The conditions below are all listed with their spelled out standard definitions.
Centers for Medicare and Medicaid Services and other payers scrutinize these conditions when deciding whether to pay — based on conditions meeting the criteria we have set aside to define these illnesses. When CDI and/or coder see these conditions, it is our job to make sure they appear to meet criteria. If conditions do not, then coders are forced to query the physician on for that day to supply the criteria used to determine that the patient met Salem Health standard definitions. This person is not always the physician who wrote the diagnosis originally.

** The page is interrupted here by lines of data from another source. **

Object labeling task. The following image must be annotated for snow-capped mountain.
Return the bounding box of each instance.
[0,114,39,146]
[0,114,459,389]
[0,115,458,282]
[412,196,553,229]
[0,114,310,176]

The top three conditions queried for clinical indicators are:
1. Sepsis is a major condition that is queried frequently because the criteria used to determine cannot be explained by another disease entity. If a patient comes in with nausea/vomiting and diarrhea and they are dehydrated and have acute renal failure, it may be that the ARF is due to dehydration more than to the sepsis. However, if the physician feels that the ARF is due to the sepsis, then he/she must state this as being due to sepsis, which then makes the diagnosis severe sepsis as it has associated organ failure.
The diagnosis has to strongly meet the criteria. For example, a WBC 11.9, with a temperature 100.3, UTI, lactic acid 1.2, pro calcitonin 0.12 would not meet the criteria in the Salem Health standard definition.

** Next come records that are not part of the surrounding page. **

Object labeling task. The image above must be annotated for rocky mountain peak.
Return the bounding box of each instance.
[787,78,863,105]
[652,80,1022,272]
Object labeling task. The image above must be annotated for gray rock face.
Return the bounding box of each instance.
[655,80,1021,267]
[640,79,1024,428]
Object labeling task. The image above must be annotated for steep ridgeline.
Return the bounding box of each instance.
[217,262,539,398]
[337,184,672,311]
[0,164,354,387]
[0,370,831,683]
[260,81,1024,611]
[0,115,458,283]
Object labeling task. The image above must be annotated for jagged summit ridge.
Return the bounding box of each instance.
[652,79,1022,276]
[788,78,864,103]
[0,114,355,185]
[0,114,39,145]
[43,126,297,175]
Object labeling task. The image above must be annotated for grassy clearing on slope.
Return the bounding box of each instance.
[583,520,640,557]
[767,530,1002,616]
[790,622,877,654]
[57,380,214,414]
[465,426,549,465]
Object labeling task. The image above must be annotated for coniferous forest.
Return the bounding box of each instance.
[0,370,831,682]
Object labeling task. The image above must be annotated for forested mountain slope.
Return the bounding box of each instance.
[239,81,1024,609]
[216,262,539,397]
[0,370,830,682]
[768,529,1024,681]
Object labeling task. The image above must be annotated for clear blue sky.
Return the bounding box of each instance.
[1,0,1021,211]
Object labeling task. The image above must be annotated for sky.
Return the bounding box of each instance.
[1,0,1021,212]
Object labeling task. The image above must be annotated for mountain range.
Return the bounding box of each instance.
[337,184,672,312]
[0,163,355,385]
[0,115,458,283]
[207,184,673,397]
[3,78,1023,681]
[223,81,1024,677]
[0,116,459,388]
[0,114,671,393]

SIRS no longer codes to sepsis if not otherwise specified, so we will usually query to see if that was your intent. Bacteremia does not equate to sepsis, so if the patient is septic with bacteremia, please document this. If the sepsis is due to a catheter or a line, please clearly state this to avoid a query being written.
2. Acute respiratory failure should show a picture of a patient with some respiratory distress — even if only for a short period— if the patient required additional treatment and time. ABG’s are nice but not always available, so we can use O2 sats less than 89 percent on RA or less than 95 percent on supplemental O2, RR greater than 24, air hunger, cyanosis, use of accessory muscles to breathe or wheezing. When we use these criteria, they should be stated with your diagnosis of acute respiratory failure. Please document the cause (or suspected cause) of acute respiratory failure if possible, and don’t forget to mention ‘acute on chronic’ when appropriate. Any patient who is on home oxygen therapy is considered to have chronic respiratory failure as the reason for their need for oxygen, so remember to add chronic respiratory failure if you have these patients. These patients are usually more inclined to have increased respiratory problems while hospitalized, so this is considered a cc/comorbid condition.

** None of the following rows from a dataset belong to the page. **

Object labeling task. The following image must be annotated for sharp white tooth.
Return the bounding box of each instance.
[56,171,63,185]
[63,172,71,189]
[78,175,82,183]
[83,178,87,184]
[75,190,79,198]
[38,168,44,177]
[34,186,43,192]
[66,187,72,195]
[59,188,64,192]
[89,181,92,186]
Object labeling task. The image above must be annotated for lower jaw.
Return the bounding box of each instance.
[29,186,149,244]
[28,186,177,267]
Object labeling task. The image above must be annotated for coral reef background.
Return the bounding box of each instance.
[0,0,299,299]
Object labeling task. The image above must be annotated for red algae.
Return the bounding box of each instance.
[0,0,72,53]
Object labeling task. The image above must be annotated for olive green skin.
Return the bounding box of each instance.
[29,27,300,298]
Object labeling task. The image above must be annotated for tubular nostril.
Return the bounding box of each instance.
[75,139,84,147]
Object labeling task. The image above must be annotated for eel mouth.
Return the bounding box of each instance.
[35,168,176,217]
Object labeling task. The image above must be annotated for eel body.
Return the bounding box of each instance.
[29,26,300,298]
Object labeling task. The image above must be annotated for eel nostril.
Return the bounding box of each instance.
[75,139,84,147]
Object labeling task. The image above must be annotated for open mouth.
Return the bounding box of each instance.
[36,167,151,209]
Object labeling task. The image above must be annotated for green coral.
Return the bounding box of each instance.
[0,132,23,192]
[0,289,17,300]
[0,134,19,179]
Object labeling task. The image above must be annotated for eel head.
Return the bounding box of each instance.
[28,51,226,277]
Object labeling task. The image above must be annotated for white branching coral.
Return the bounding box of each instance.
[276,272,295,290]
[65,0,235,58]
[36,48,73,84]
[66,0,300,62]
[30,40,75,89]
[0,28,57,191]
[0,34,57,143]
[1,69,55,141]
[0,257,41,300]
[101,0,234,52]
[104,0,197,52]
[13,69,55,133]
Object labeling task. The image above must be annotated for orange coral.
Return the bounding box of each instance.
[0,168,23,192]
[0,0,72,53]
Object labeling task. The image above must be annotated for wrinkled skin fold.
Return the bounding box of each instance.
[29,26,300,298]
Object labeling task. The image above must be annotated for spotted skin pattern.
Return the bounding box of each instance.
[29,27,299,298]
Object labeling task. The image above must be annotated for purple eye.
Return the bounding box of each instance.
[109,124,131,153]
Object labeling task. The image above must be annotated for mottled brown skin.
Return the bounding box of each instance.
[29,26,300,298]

ICD-10 guidelines require the words ‘acute’, ‘chronic’ or 'acute on chronic' when appropriate. They also require ‘with hypercapnia’ and/or ‘with hypoxia’ be used to distinguish both acute and chronic respiratory failure or the diagnosis will not be properly coded. The Smartphrase for this is — .cenacuterespfail.
3. Malnutrition is becoming a very highly scrutinized diagnosis. CMS and other payers are now looking to see — not only that they meet criteria — but how we treated it. For coding purposes, adult malnutrition describes under-nutrition only and can be coded as mild, moderate (non-severe) or severe. Adults who lack adequate calories, protein or other nutrients needed for tissue maintenance and repair experience under-nutrition. This may be due to inadequate intake and/or increased requirements, impaired absorption, altered transport and altered nutrient utilization. We often query for malnutrition based on the RD recommendations using ASPEN criteria — which is based weight loss, insufficient energy intake, loss of muscle mass, loss of subcutaneous fat, localized or generalized fluid accumulation and diminished functional status as measured by handgrip strength — rather than body mass index. This means that, even though a patient may be morbidly obese, he or she can still be severely malnourished. When you order RD to review the patient, or when they make suggestions for nutritional supplements, please look at their note and see if the patient does indeed meet malnutrition guidelines. This will also prevent a query coming your way.
Hopefully, this will help clear up any questions you have as to why you get queries asking for clinical indicators and what you can do to prevent being queried in the future. Please always feel free to call any CDI member. We all work from home, but we always include our phone number on all our queries.